How to add a new architecture (10-step checklist)¶
Suppose a model FooModel ships with model_type=foo_v1, dense + GQA, and a
novel reuse_kv_across_layers: bool config flag that halves KV cache.
-
Sample config.json — save a copy under
tests/fixtures/configs/foo_v1.json. This is your test anchor. The more realistic, the better. -
Register the model_type in
This flips confidence from MEDIUM to HIGH.src/llm_cal/architecture/detector.py: -
Extend
AttentionTraits(only if a new variant is needed). In this case, reuse_kv is a multiplier on the standard formula, not a new variant — skip this step. If you ARE introducing a new variant (say, "FOO_SPARSE"), extend: -
Extend
detect_attention()intraits.py(only if new variant). Add detection logic with the correct priority order. Remember: first match wins. -
Pass through new config fields via auxiliary. In
detector.py's main path, add: -
Modify the KV formula in
architecture/formulas/kv_cache.pyto read the new field: -
Add a fixture-based detector test in
tests/test_detector.py: -
Add a formula test in
tests/test_formulas.py: -
Add a compat matrix entry in
src/llm_cal/engine_compat/matrix.yamlwith at least one source (release notes / PR). Mark verification_level honestly: -
Add i18n for any new trait string in
src/llm_cal/common/i18n.py. If your new field is user-facing in the formatter, bothenandzhmust exist.

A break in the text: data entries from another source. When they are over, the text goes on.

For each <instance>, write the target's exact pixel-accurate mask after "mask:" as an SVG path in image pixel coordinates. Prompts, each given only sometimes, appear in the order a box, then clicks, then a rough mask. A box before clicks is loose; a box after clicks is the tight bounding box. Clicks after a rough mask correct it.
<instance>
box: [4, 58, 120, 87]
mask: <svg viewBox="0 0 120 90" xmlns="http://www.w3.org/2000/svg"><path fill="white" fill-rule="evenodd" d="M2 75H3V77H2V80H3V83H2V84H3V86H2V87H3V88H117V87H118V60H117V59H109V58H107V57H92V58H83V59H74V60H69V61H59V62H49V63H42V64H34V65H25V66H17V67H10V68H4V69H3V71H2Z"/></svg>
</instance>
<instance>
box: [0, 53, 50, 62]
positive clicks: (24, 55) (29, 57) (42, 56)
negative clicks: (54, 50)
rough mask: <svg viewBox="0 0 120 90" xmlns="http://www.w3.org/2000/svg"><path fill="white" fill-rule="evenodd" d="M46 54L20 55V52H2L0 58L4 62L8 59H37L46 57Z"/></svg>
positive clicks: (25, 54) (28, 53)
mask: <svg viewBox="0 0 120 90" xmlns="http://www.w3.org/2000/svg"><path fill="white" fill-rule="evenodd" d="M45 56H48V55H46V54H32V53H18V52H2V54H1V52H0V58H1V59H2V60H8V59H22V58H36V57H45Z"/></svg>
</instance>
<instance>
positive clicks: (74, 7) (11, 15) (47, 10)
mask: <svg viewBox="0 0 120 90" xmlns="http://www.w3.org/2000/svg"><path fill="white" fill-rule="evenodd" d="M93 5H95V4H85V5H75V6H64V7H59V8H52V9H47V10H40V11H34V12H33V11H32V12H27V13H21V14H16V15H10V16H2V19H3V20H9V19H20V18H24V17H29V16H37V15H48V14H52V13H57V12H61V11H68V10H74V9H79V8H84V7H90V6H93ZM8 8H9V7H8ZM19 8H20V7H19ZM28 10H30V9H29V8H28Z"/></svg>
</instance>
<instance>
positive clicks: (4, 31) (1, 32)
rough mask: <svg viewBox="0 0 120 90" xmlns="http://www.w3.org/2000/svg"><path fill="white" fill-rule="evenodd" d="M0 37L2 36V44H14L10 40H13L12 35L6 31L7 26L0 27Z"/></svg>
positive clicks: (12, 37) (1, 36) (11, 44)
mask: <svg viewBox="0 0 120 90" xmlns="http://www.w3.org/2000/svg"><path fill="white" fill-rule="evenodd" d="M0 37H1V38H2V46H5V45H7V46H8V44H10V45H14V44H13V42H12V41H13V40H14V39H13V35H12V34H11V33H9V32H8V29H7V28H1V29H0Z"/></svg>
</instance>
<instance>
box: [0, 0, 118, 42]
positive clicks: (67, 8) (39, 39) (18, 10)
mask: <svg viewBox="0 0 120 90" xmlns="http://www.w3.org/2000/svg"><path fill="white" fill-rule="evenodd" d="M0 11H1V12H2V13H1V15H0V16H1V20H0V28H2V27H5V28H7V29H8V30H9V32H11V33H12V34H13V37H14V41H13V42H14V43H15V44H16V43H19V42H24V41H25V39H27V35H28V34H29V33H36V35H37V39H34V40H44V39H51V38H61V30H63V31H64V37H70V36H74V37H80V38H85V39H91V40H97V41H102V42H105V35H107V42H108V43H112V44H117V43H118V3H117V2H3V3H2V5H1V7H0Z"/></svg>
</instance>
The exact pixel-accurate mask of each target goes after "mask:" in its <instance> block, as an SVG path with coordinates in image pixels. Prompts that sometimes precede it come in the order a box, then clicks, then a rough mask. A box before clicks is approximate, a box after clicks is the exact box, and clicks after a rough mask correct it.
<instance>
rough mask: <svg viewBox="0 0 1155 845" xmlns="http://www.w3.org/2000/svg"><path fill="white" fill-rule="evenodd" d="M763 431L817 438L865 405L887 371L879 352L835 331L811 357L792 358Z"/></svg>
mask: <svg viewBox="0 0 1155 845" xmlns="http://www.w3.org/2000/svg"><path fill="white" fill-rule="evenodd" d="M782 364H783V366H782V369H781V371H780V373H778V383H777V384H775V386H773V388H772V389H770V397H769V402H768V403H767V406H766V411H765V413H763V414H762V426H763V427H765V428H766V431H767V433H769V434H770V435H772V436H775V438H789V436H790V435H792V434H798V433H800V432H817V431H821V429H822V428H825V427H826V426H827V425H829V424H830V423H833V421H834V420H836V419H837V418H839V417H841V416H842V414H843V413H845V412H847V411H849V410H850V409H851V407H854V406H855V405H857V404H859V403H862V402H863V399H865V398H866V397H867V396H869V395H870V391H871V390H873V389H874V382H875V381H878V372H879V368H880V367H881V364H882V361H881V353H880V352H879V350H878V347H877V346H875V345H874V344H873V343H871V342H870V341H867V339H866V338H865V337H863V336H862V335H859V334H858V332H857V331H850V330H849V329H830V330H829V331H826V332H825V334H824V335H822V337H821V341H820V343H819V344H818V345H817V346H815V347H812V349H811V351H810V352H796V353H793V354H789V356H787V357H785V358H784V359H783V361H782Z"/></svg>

Run the full suite: pytest + mypy src + ruff check. If green, PR.
How to add a new GPU¶
Single-file change: src/llm_cal/hardware/gpu_database.yaml. No code.
- id: MI300X
aliases: [MI300X-192G]
memory_gb: 192
nvlink_bandwidth_gbps: 0 # xGMI instead — caller handles interconnect notes
fp16_tflops: 1307
fp8_support: true
fp4_support: false
notes_en: "AMD flagship. xGMI interconnect. vLLM support via ROCm."
notes_zh: "AMD 旗舰,xGMI 互联,vLLM 通过 ROCm 支持。"
That's it. The GPU becomes queryable by ID or any alias immediately.
Add tests/test_hardware.py::test_mi300x_is_loaded if you want to anchor
the new entry against regressions.
How to add an engine compat entry¶
src/llm_cal/engine_compat/matrix.yaml. Follow the existing format. Critical
rules:
verification_level: verifiedrequires at least onetype: testedsource withtester,date,hardware,metrics. Don't claimverifiedunless you actually ran it.verification_level: citedrequires at least onesources[]entry with a URL andcaptured_date.verification_level: unverified— emptysources[]is allowed, but the tool will surface this loudly in the UI so users know the entry is a guess.- Bilingual notes:
caveats_enandcaveats_zhboth required (can be empty arrays). Flag-levelnote_en/note_zhare optional.
Label discipline — the tool's soul¶
Every number in the output is tagged. This is non-negotiable. Rules by context:
| Source of value | Label |
|---|---|
HF API model_info().siblings[].size |
[verified] |
config.json field read directly |
[verified] |
sum(safetensors file sizes) |
[verified] (it IS a direct read, even though it's a sum) |
observed_bytes / total_params = bits/param |
[inferred] |
| Nearest-anchor quantization match | [inferred] |
| KV cache computed from profile | [estimated] |
| Weight computed from profile (not observed) | [estimated] |
| Engine support from matrix with sources | [cited] |
| Engine support from matrix without sources | [unverified] |
| Graceful degradation path (unknown architecture) | [unknown] |
Do NOT:
- Label a computed number [verified]. Even bits/param is [inferred]
because it's a derivation.
- Show a green checkmark next to an [unverified] entry. The UI intentionally
makes these loud.
- Introduce a new label without updating i18n keys and legend rendering.